This weekend was packed! I spent it in Beijing, but went all over the city. I headed on over the Temple of Heaven for my third time, and this time I actually snapped some photos in front of the temple! Then I went to the Happy Valley theme park with Aili and Will and spent the day riding rollercoasters and eating way too many sweets. I also celebrated my friend Jaye’s birthday this weekend.
She is a student at Beijing Language and Culture University (BLCU) and we met in Wudaokou one night. Since then she has become one of our good friends. She’s a Chinese native who’s majoring in English!
We also had an opportunity to make our own dumplings (饺子）this weekend! They were delicious and filled with meat and veggies. The staff at our accommodation taught us how to roll out the dough and fold them up, and then they steamed them for us. You can have steamed or pan-fried dumplings but all of ours were steamed. Pan-fried are my personal favorite, but I recommend you try both ways!
The really fun experience this past week was going on a program excursion to 798 Art District in Beijing. It is a neighborhood full of street art, as well as galleries and museums.
We visited a North Korean museum which had artwork depicting North Korea and it’s people, and North Korean propaganda as well. As we were taking photos with the art around the neighborhood, we stumbled upon an exhibit which was just opening. The exhibit is by a foundation called the I Do Foundation (I Do 基金会).
Their foundation supports a school for young people with disabilities in Tibet. The foundation helps support the arts at the school and their mission is about helping students with disabilities find their voice and showing them that they do not have to be limited by their disability. The foundation supplies the school with well-known artists who come to teach the students. The exhibit was a display of the art the students have created, as well as stories about the success of the school.

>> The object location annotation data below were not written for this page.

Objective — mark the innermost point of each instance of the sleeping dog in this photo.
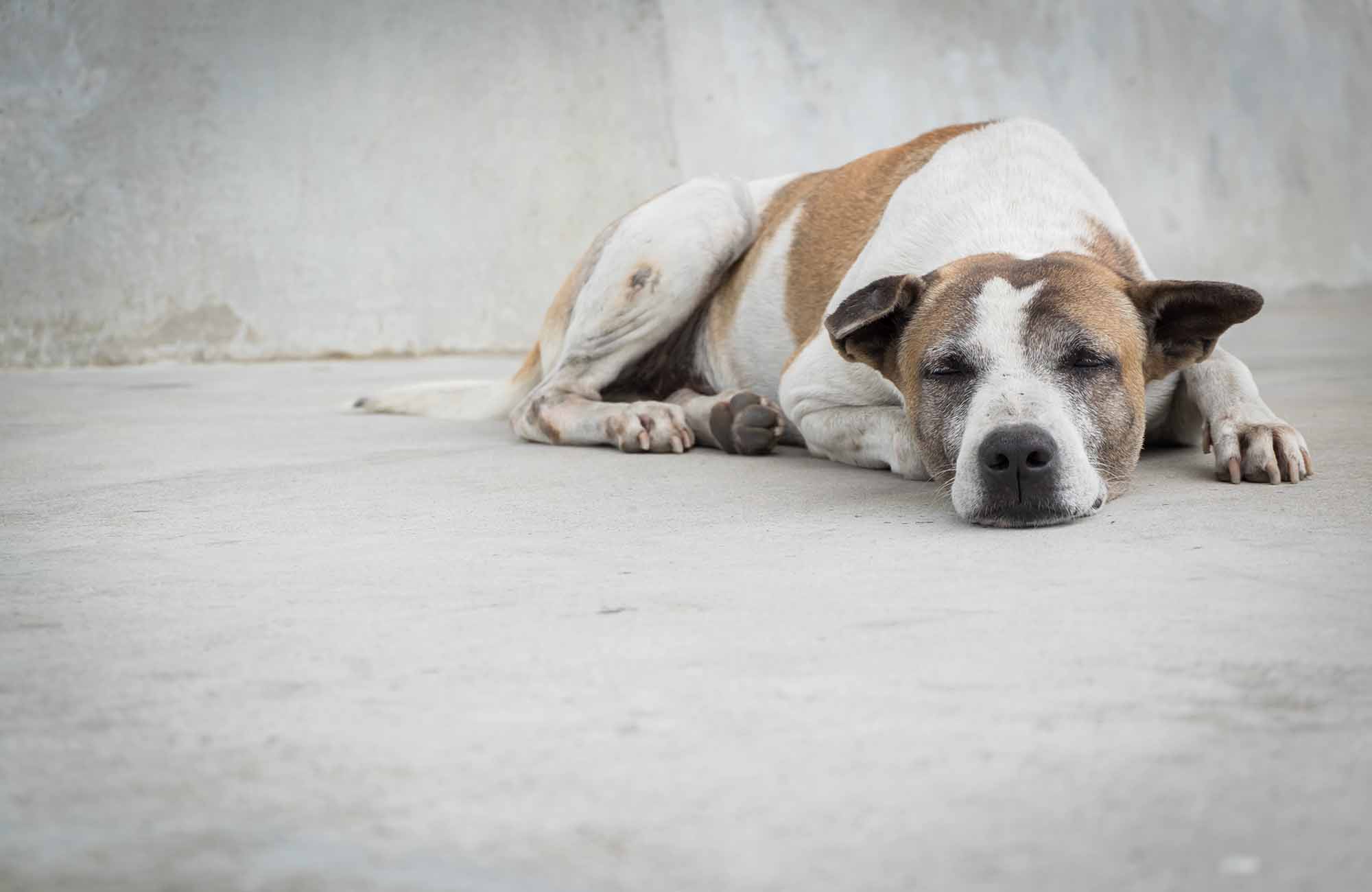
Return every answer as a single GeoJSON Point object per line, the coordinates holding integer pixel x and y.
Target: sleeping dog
{"type": "Point", "coordinates": [968, 308]}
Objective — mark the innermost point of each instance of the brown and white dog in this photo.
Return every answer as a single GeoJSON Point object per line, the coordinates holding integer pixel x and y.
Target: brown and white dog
{"type": "Point", "coordinates": [968, 308]}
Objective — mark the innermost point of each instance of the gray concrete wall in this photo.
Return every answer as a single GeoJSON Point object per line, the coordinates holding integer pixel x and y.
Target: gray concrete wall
{"type": "Point", "coordinates": [255, 179]}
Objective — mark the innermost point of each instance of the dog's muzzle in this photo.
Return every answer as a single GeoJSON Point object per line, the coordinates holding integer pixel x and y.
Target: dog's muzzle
{"type": "Point", "coordinates": [1021, 477]}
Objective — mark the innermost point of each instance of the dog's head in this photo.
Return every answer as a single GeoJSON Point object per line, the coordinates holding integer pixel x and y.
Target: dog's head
{"type": "Point", "coordinates": [1026, 379]}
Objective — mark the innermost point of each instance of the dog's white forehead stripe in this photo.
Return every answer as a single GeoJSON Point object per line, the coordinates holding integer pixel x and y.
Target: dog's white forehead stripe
{"type": "Point", "coordinates": [1001, 322]}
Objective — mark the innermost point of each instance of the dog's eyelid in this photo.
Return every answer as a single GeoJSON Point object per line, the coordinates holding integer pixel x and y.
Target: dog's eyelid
{"type": "Point", "coordinates": [946, 362]}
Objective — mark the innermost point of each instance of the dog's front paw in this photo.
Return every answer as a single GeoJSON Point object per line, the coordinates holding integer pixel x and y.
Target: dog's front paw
{"type": "Point", "coordinates": [1252, 444]}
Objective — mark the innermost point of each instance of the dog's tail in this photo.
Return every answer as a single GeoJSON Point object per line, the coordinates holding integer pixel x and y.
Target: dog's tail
{"type": "Point", "coordinates": [462, 401]}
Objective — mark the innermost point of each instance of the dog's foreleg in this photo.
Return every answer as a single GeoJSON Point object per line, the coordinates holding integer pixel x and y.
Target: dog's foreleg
{"type": "Point", "coordinates": [1219, 401]}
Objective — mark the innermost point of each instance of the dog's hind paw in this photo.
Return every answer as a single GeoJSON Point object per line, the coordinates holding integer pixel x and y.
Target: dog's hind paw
{"type": "Point", "coordinates": [746, 423]}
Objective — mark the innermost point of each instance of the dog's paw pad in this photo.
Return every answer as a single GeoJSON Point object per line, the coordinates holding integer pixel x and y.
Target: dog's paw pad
{"type": "Point", "coordinates": [747, 425]}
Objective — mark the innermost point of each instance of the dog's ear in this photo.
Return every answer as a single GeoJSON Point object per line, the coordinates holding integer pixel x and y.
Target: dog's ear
{"type": "Point", "coordinates": [868, 325]}
{"type": "Point", "coordinates": [1185, 319]}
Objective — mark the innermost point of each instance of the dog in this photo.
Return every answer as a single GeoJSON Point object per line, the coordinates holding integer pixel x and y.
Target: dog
{"type": "Point", "coordinates": [967, 308]}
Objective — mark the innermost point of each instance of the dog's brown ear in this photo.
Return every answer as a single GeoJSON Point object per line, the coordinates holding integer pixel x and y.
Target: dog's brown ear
{"type": "Point", "coordinates": [1185, 319]}
{"type": "Point", "coordinates": [868, 325]}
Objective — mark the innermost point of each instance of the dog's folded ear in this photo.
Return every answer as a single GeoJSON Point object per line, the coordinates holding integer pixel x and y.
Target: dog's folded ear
{"type": "Point", "coordinates": [868, 325]}
{"type": "Point", "coordinates": [1185, 319]}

We even had the chance to meet the students from Tibet, as they were coming for the grand opening of the exhibit later that day. Most of them were deaf, and we didn’t know sign language, but they could understand Mandarin so we wrote that we were visiting students from the United States. They had never met anyone form the United States and were super excited to show us their art. It was really special to meet these children, after looking at their art and seeing how creative they were. I love that the power of art is that of bringing people from all walks of life together.